After presentation exhibitions of artifacts of recent history in London, Tbilisi and Odesa, the Museum of War Fragments is going to Lviv for a month.
The Museum of Artifacts of War is 300 stories and objects, silent witnesses of what cannot be kept silent. Artifacts collected during a full-scale Russian invasion and frozen in transparent cubes. In particular, in the cubes you will see items that the warriors of Azov carried through the capture after the defense of Azovstal and a salt crystal from Soledar.
Now the museum exists in the format of an online platform, on which all 300 artifacts will be presented. This will provide an immersive and interactive experience navigating the virtual galleries, viewing high-resolution images of the artefacts and accessing the detailed stories behind each of the 300 artworks. Anyone who purchases a cube will not only make a donation and receive an art object, but also access to the emotions and experiences associated with the fragments. 100% of the proceeds from the sale of the cubes will go to the rehabilitation of children, soldiers and help to their families. Sale is possible only on the website of the museum: https://thewarfragments.com/.

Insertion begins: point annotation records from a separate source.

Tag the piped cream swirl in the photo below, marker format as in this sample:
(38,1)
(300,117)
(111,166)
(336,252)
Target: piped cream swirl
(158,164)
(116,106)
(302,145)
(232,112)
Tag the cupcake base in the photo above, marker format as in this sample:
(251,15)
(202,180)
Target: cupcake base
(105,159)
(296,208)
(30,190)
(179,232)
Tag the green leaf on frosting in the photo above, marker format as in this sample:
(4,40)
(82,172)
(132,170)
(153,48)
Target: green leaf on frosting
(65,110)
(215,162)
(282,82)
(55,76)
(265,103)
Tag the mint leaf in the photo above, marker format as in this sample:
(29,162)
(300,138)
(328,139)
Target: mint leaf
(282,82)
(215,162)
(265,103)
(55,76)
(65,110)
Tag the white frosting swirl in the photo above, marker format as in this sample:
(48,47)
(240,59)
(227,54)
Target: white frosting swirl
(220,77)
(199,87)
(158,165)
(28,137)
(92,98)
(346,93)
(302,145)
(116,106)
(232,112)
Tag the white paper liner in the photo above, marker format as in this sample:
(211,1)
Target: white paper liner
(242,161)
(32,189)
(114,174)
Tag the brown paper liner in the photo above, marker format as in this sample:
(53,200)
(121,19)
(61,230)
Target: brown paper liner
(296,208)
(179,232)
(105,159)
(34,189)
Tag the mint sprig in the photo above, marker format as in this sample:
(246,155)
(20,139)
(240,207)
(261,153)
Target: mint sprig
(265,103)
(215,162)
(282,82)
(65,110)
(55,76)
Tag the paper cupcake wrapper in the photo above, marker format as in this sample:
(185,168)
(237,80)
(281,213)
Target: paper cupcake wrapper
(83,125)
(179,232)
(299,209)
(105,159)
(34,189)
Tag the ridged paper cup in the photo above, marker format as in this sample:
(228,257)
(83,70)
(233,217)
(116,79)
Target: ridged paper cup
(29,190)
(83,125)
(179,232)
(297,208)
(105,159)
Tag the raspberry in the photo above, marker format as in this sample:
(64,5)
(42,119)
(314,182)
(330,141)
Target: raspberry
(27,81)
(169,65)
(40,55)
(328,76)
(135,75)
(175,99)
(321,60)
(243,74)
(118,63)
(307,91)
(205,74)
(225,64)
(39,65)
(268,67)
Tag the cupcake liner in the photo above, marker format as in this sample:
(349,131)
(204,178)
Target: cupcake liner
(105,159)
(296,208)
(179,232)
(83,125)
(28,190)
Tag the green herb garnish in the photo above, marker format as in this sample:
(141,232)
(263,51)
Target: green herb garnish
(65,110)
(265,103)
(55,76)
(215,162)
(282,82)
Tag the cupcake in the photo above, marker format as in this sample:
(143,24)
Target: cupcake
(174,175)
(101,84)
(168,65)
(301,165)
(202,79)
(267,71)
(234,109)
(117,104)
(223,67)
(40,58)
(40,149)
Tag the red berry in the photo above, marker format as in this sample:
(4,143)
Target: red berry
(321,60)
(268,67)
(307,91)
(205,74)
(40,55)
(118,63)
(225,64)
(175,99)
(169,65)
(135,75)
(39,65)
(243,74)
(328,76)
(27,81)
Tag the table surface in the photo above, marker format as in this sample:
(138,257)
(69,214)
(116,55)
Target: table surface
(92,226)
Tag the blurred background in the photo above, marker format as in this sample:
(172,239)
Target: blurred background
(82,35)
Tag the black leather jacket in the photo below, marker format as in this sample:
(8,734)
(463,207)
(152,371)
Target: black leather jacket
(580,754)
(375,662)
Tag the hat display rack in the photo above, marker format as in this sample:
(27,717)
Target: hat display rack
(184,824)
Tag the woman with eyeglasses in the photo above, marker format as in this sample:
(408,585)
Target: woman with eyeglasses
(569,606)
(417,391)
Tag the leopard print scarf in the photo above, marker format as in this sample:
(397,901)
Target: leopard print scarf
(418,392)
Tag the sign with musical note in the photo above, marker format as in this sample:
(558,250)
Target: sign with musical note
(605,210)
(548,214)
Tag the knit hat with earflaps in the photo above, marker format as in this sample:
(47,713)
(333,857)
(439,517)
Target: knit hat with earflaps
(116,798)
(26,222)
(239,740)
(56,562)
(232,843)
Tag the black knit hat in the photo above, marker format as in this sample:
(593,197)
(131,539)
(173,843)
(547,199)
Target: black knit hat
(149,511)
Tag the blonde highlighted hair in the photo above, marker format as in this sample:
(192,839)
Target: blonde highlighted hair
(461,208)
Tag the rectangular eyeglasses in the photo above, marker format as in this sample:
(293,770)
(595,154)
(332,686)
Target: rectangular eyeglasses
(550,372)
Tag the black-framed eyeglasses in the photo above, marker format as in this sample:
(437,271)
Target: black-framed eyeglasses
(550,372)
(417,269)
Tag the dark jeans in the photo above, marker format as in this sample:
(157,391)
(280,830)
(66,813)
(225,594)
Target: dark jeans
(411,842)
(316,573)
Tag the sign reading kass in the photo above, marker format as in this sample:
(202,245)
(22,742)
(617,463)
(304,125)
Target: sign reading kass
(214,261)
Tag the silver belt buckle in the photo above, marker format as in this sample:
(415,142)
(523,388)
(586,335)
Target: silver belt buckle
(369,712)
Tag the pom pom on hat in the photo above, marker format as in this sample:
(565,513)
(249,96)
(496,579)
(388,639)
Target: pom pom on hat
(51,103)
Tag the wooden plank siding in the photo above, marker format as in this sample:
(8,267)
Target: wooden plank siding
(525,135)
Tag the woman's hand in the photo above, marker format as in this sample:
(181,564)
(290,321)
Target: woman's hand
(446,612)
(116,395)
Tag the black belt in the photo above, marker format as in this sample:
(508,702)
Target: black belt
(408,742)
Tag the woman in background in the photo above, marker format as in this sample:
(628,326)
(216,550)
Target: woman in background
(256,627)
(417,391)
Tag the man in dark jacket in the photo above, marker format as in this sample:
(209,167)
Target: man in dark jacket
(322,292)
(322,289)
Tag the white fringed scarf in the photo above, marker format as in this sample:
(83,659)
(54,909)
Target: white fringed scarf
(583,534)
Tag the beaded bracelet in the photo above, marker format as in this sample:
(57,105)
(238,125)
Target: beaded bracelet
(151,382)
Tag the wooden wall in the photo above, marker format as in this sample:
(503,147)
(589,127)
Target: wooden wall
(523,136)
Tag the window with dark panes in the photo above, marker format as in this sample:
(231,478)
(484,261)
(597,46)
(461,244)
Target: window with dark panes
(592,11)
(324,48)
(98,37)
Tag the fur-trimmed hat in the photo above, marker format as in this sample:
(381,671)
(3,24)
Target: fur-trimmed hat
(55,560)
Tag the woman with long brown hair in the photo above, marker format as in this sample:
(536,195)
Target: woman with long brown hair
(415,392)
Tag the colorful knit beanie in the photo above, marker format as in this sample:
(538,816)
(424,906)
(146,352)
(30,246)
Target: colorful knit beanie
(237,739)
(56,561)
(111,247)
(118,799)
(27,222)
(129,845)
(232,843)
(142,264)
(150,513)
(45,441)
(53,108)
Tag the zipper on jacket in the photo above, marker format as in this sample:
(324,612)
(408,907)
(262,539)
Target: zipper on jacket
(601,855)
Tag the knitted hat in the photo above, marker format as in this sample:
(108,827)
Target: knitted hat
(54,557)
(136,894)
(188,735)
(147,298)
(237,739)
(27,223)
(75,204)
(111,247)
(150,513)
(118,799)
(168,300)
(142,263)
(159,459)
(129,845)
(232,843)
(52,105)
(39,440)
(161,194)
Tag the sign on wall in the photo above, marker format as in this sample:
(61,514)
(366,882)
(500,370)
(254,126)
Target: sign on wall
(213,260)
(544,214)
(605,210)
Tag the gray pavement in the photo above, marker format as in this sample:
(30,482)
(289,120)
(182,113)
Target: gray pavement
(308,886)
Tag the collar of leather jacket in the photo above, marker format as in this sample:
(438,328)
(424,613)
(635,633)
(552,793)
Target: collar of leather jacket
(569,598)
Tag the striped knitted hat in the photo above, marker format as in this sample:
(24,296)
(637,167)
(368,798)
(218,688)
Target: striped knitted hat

The idea behind the project is based on the concept of postmemory, pioneered by Marianna Hirsch, an American-Romanian literary critic and cultural theorist known for her research into visual and literary representations of memory, trauma, and identity in the context of the Holocaust.
“The exhibition is a great reminder that even the smallest traumas of war should not be buried in a long box of oblivion. They must be remembered and worked out in order to live fully and continue to live. In the case of the Museum of War Fragments, such processing also becomes an art object that informs the world about Russia’s attack on Ukraine,” adds the Municipal Art Center.
The exhibition can be visited until September 8 every day, from 10:00 a.m. to 9:00 p.m. in the Lviv Municipal Art Center at the address of st. Stefanyka 11. The code on the gate is 27.